There's a report out today that suggests Lenovo is about to overtake
Samsung in mobile device shipments, and that they'll do so inside of the
year 2015. This report comes from Digitimes,
citing their own "Digitimes Research", and suggests that "Lenovo is
estimated to beat Samsung Electronics in mobile computing device
shipments... by about one million units in 2014 and become the
second-largest mobile computing device brand vendor worldwide, only
behind Apple."
The only problem with calling this race is in the term
"mobile device" - mostly because to them, this only means notebooks and
tablets, not smartphones. Wait a second here, you might say, when did notebooks become "mobile
devices"? Digitimes Research considers notebooks mobile devices - and we
probably should at this point, too. You CAN carry them around after
all.
The problem with a report like this is that it makes it seem like Lenovo's smartphone business is going to overtake Samsung. That's not even close to being correct.
Have a peek at ICD's October report of smartphone shipments for the third quarter of 2014 and you'll see that Samsung annihilates the competition with 78.1 million smartphones shipped in one quarter.
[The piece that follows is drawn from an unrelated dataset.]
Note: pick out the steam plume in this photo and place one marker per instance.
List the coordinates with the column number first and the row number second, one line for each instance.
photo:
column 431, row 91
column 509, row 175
This compares to Lenovo's 16.9 million that same quarter.
Digitimes Research suggests Lenovo's overall tablet shipments to "grow slightly" to 11.7 million units in 2015 while Samsung's tablet shipments fall to 36 million units. Lenovo is said to likely ship 38 million notebooks in 2015 while Samsung only hits 5 million. So Digitimes suggests that because Lenovo might ship 49.7 million "mobile devices" (notebooks and tablets) while Samsung ships 41 million "mobile devices" (notebooks and tablets) in 2015, that Lenovo is estimated to "beat Samsung Electronics in mobile computing device shipments."